Vidéos associées :
La Banque Centrale de Cuba (BCC) a émis ce mercredi une alerte officielle sur les réseaux sociaux pour démentir ce qu'elle a qualifié de "tentative de tromperie massive" à l'encontre de la population, diffusée par le biais de publications sur Facebook promettant des revenus d'argent sur les comptes bancaires de l'île durant la première semaine de janvier.
Selon le communiqué de la BCC, diffusé via son profil sur Facebook, l'information est totalement fausse et il n'existe aucun programme, don ou opération de remise d'argent promue ni par le système bancaire cubain ni par le gouvernement des États-Unis.

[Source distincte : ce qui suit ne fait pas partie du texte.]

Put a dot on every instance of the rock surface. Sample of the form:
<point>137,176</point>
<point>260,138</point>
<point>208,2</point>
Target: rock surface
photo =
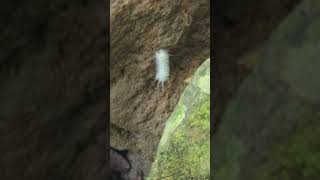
<point>271,128</point>
<point>138,29</point>
<point>184,148</point>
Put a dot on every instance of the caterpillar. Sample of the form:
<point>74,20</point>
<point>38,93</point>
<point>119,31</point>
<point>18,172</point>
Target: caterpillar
<point>162,66</point>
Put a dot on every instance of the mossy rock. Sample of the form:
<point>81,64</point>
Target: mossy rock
<point>271,128</point>
<point>184,149</point>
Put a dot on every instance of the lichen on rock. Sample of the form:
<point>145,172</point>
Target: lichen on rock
<point>184,149</point>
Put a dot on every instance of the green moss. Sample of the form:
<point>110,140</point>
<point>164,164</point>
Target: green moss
<point>187,155</point>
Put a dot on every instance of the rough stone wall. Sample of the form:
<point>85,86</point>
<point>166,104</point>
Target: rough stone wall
<point>138,29</point>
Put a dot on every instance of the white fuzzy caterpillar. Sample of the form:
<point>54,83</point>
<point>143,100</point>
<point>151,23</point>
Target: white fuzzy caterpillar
<point>162,66</point>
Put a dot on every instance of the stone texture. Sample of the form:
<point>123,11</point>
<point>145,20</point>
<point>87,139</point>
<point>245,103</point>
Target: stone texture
<point>138,29</point>
<point>184,148</point>
<point>271,128</point>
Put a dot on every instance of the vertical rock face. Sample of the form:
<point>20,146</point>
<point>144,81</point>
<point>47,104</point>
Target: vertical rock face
<point>271,128</point>
<point>52,89</point>
<point>138,29</point>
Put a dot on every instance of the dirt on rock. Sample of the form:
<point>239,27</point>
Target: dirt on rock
<point>138,29</point>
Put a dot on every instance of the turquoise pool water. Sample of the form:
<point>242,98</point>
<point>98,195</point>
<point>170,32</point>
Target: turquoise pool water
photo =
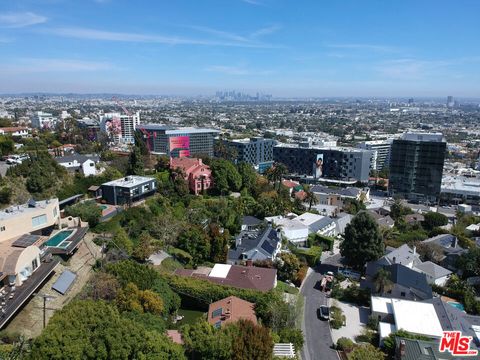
<point>457,305</point>
<point>58,238</point>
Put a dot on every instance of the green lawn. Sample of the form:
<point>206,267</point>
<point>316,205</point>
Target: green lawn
<point>169,265</point>
<point>190,317</point>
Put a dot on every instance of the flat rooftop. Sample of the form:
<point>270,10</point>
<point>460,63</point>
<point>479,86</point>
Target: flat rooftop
<point>316,147</point>
<point>171,130</point>
<point>129,181</point>
<point>424,137</point>
<point>30,206</point>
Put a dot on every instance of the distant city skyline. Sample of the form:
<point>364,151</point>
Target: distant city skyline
<point>288,49</point>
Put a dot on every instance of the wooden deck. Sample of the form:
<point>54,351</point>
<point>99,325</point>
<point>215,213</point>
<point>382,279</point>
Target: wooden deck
<point>25,291</point>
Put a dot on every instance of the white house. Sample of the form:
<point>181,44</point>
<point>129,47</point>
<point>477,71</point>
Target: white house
<point>81,163</point>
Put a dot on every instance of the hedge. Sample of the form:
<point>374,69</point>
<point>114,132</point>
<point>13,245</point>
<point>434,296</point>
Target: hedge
<point>201,293</point>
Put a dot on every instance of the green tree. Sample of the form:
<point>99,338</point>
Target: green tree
<point>135,162</point>
<point>203,341</point>
<point>96,330</point>
<point>382,281</point>
<point>362,241</point>
<point>250,341</point>
<point>469,262</point>
<point>88,211</point>
<point>196,242</point>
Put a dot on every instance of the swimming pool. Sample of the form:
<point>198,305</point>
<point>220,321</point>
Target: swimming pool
<point>57,239</point>
<point>456,305</point>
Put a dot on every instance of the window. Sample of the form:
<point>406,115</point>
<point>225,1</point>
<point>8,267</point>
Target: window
<point>39,220</point>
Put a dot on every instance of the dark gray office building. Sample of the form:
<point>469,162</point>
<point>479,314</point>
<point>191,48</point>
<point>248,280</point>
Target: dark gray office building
<point>255,151</point>
<point>416,167</point>
<point>127,190</point>
<point>178,142</point>
<point>336,163</point>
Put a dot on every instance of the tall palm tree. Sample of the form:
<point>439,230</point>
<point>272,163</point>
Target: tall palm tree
<point>280,171</point>
<point>309,197</point>
<point>382,281</point>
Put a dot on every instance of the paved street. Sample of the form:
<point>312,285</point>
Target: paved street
<point>318,339</point>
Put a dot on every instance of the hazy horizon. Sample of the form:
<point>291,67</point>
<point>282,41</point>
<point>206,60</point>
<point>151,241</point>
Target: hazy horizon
<point>309,49</point>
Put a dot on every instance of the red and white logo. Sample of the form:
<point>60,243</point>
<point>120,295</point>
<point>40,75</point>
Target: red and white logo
<point>456,344</point>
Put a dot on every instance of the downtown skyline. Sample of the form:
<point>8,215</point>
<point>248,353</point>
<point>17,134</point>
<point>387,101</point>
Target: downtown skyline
<point>307,49</point>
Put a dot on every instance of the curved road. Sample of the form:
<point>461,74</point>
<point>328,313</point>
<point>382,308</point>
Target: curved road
<point>318,339</point>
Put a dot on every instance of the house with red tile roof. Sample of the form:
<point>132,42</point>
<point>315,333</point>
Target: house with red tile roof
<point>197,174</point>
<point>229,310</point>
<point>243,277</point>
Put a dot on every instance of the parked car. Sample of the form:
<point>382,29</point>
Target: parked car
<point>324,312</point>
<point>350,274</point>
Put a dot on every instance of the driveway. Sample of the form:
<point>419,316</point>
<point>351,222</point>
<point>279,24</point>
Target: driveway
<point>318,340</point>
<point>356,318</point>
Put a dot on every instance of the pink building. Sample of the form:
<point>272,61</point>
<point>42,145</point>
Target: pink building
<point>198,175</point>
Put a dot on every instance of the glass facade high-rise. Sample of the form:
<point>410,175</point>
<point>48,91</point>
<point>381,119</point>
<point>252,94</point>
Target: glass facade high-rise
<point>178,142</point>
<point>416,167</point>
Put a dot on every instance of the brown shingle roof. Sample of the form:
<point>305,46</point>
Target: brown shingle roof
<point>229,310</point>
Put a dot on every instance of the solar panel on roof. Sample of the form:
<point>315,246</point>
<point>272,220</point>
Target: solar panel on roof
<point>26,240</point>
<point>64,282</point>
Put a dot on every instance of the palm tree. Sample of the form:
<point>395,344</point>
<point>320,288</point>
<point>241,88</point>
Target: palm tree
<point>280,171</point>
<point>309,197</point>
<point>382,281</point>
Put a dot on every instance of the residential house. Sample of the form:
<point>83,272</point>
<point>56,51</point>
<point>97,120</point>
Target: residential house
<point>15,131</point>
<point>242,277</point>
<point>255,245</point>
<point>416,317</point>
<point>26,248</point>
<point>435,274</point>
<point>341,222</point>
<point>406,282</point>
<point>250,223</point>
<point>128,190</point>
<point>230,310</point>
<point>384,221</point>
<point>85,164</point>
<point>450,247</point>
<point>409,349</point>
<point>198,175</point>
<point>296,228</point>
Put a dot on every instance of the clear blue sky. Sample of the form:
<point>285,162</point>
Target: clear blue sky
<point>283,47</point>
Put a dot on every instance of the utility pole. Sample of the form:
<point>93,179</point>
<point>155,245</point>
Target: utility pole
<point>45,298</point>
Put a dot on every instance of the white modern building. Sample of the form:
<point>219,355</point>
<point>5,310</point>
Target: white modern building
<point>85,164</point>
<point>381,152</point>
<point>120,127</point>
<point>43,120</point>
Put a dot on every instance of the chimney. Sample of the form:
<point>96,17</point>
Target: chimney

L'institution a directement désigné comme origine de la campagne le citoyen espagnol Ignacio Jiménez ou Giménez, qui a déjà été à l'origine d'épisodes similaires de désinformation.
Dans l'une de ses publications sur Facebook, Giménez a affirmé que tous les Cubains ayant des comptes à la Banco Metropolitano, au Banco Popular de Ahorro et à Bandec recevraient un « cadeau de Nouvel An », sans avoir besoin d'effectuer de démarches.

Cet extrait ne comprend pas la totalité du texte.